After hearing this from his employee, Horowitz reacted as follows:

I cried. I cried because I didn’t know. I thought I did, but I really didn’t. I thought that I was asking too much of everybody. I thought that after barely surviving Loudcloud, nobody was ready for another do-or-die mission. I wish I knew then what I know now.

From this experience, Horowitz gleaned some very important truths about a good workplace and a bad workplace. The greatest level of success that you can have in a workplace will not stem from the perfect plan, strategy, process, or even the best execution. The greatest level of success comes from having a workplace of the sort described below.

Not because it will make the most money — it probably won’t! The ideal described below may not even be the most efficient. All the same, the ideal below achieves the greatest level of success because it gives us, as human beings, the things we want even more than money, the thing that is even harder to find.

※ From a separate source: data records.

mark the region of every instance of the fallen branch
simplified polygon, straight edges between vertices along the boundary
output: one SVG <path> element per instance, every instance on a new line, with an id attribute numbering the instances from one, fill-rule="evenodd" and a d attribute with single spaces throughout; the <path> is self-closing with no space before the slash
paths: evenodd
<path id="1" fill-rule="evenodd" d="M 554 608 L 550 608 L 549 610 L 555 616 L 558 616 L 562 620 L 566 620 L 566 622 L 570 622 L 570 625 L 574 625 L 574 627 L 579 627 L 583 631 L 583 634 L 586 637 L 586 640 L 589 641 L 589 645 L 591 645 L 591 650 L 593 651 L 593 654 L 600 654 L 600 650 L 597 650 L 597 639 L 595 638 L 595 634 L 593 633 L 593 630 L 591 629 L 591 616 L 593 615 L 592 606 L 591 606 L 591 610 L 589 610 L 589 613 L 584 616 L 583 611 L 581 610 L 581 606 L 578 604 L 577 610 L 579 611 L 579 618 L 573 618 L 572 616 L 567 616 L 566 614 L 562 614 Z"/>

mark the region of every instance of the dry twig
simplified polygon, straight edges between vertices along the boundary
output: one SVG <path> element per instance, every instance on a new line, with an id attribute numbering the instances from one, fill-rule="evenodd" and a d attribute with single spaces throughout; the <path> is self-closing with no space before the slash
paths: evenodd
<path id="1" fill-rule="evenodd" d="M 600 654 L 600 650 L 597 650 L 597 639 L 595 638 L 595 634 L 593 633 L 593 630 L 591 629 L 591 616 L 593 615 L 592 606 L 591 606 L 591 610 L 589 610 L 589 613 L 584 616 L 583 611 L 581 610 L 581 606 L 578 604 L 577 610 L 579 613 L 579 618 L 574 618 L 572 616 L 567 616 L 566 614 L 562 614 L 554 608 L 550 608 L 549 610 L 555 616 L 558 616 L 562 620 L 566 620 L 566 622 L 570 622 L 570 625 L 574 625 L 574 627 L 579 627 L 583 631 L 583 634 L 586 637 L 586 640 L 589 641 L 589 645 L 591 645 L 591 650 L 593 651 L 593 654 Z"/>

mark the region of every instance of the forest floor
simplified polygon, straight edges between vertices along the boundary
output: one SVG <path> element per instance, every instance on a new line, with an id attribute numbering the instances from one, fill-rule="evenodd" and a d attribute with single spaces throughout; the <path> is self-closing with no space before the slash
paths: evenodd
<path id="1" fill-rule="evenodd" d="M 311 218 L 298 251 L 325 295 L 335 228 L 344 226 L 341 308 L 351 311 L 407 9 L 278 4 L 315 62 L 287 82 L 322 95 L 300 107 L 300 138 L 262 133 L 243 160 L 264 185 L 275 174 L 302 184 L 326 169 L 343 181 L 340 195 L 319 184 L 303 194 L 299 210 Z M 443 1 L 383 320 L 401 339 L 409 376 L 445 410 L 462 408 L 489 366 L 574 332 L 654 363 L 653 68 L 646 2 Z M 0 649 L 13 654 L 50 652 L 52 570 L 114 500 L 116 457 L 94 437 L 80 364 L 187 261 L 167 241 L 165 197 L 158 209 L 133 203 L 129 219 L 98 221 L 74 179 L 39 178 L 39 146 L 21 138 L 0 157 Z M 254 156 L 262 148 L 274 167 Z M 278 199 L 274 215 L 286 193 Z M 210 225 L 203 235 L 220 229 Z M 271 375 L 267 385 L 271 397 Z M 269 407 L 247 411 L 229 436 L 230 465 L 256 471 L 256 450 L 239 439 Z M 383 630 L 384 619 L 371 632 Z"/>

As Horowitz writes:

In good organisations, people can focus on their work and have confidence that if they get their work done, good things will happen for both the company and them personally. It is a true pleasure to work in an organisation such as this. Every person can wake up knowing that the work they do will be efficient, effective, and make a difference for the organisation and themselves. These things make their jobs both motivating and fulfilling.

This book is rightfully seen as a great text for how to do “business stuff”. But the greater value is that Horowitz shows how such practice can also benefit “the human stuff”. That’s what makes a good workplace. That’s what inspires the joy we’re all looking for.